Hakuto-R is a collaborative project between Tokyo-based ispace, Inc. and the Japanese Aerospace Exploration Agency (JAXA). The spacecraft is equipped with cameras, sensors, and a deep space radio system to support a variety of research purposes.
Features of the Hakuto-R Module
Hakuto-R is an essential part of Lunar Dream, an exploration mission to land on the lunar surface for the first time in Japan. The spacecraft features the following as part of this mission:
- Lunar Dust Counter: Measures and collects surface dust found on the moon’s surface. The mission will be investigating how dust is redistributed on the lunar surface.
- Laser Altimeter: Utilizes laser pulses to measure the topography of the lunar surface and features progress questions.
- Navigation Camera: Takes images before and after the spacecraft lands on the lunar surface.
- Deep Space Radio System: Establishes communication between JAXA mission specialists and the spacecraft.
Notable Moments from the Mission
The Hakuto-R module lifted off on November 2nd, 2017, from the Tanegashima Space Center in Japan. After five days of traveling at a velocity of 6,000 km/hr, the spacecraft successfully entered the lunar orbit.

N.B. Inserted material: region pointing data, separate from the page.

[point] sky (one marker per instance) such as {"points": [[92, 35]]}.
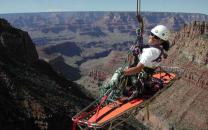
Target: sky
{"points": [[22, 6]]}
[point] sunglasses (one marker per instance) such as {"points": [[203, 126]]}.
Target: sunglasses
{"points": [[153, 35]]}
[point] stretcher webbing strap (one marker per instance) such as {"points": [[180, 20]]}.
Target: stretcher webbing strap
{"points": [[82, 115], [99, 106]]}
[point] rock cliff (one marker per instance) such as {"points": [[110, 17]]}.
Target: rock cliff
{"points": [[32, 95]]}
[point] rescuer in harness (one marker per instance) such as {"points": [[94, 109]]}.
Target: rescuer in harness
{"points": [[143, 61]]}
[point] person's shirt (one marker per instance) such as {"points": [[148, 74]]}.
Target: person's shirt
{"points": [[148, 56]]}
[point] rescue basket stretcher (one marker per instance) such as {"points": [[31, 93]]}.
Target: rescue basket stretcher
{"points": [[99, 115]]}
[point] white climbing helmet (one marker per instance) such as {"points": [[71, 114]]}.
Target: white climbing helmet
{"points": [[161, 31]]}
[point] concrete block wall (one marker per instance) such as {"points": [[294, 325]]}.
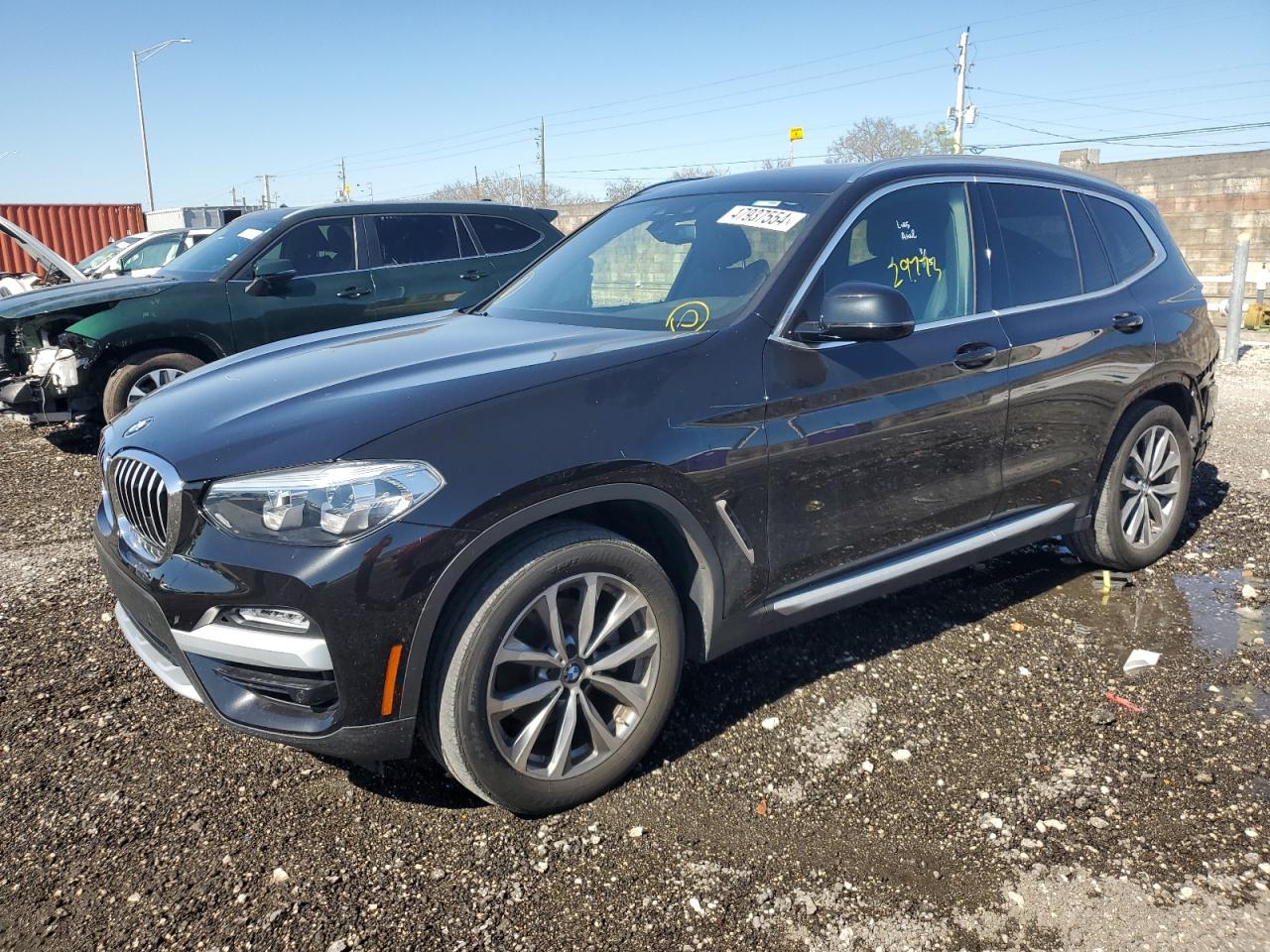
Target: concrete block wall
{"points": [[1206, 199]]}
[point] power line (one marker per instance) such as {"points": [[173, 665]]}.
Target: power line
{"points": [[1134, 136]]}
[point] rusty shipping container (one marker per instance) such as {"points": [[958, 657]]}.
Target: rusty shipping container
{"points": [[71, 230]]}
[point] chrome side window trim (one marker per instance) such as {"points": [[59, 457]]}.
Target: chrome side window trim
{"points": [[780, 333], [864, 579]]}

With the successful achievement of entering the orbit, JAXA plans to shift the spacecraft next to a parking orbit located 204 km around the moon’s surface. After completing the shift, the module will receive further instructions to travel toward the moon’s surface.
What Lies Ahead
With the successful entrance into the lunar orbit, the mission is now much closer to the mission’s ultimate goal of exploring the lunar surface. The mission, which began in April 2017, will now be one step closer to landing the first Japanese spacecraft on the moon’s surface.
The mission is slated to take several months, and upon completion, it will become the fifth country, following the United States, the Soviet Union, China, and, most recently, India, to have sent a spacecraft to the lunar surface.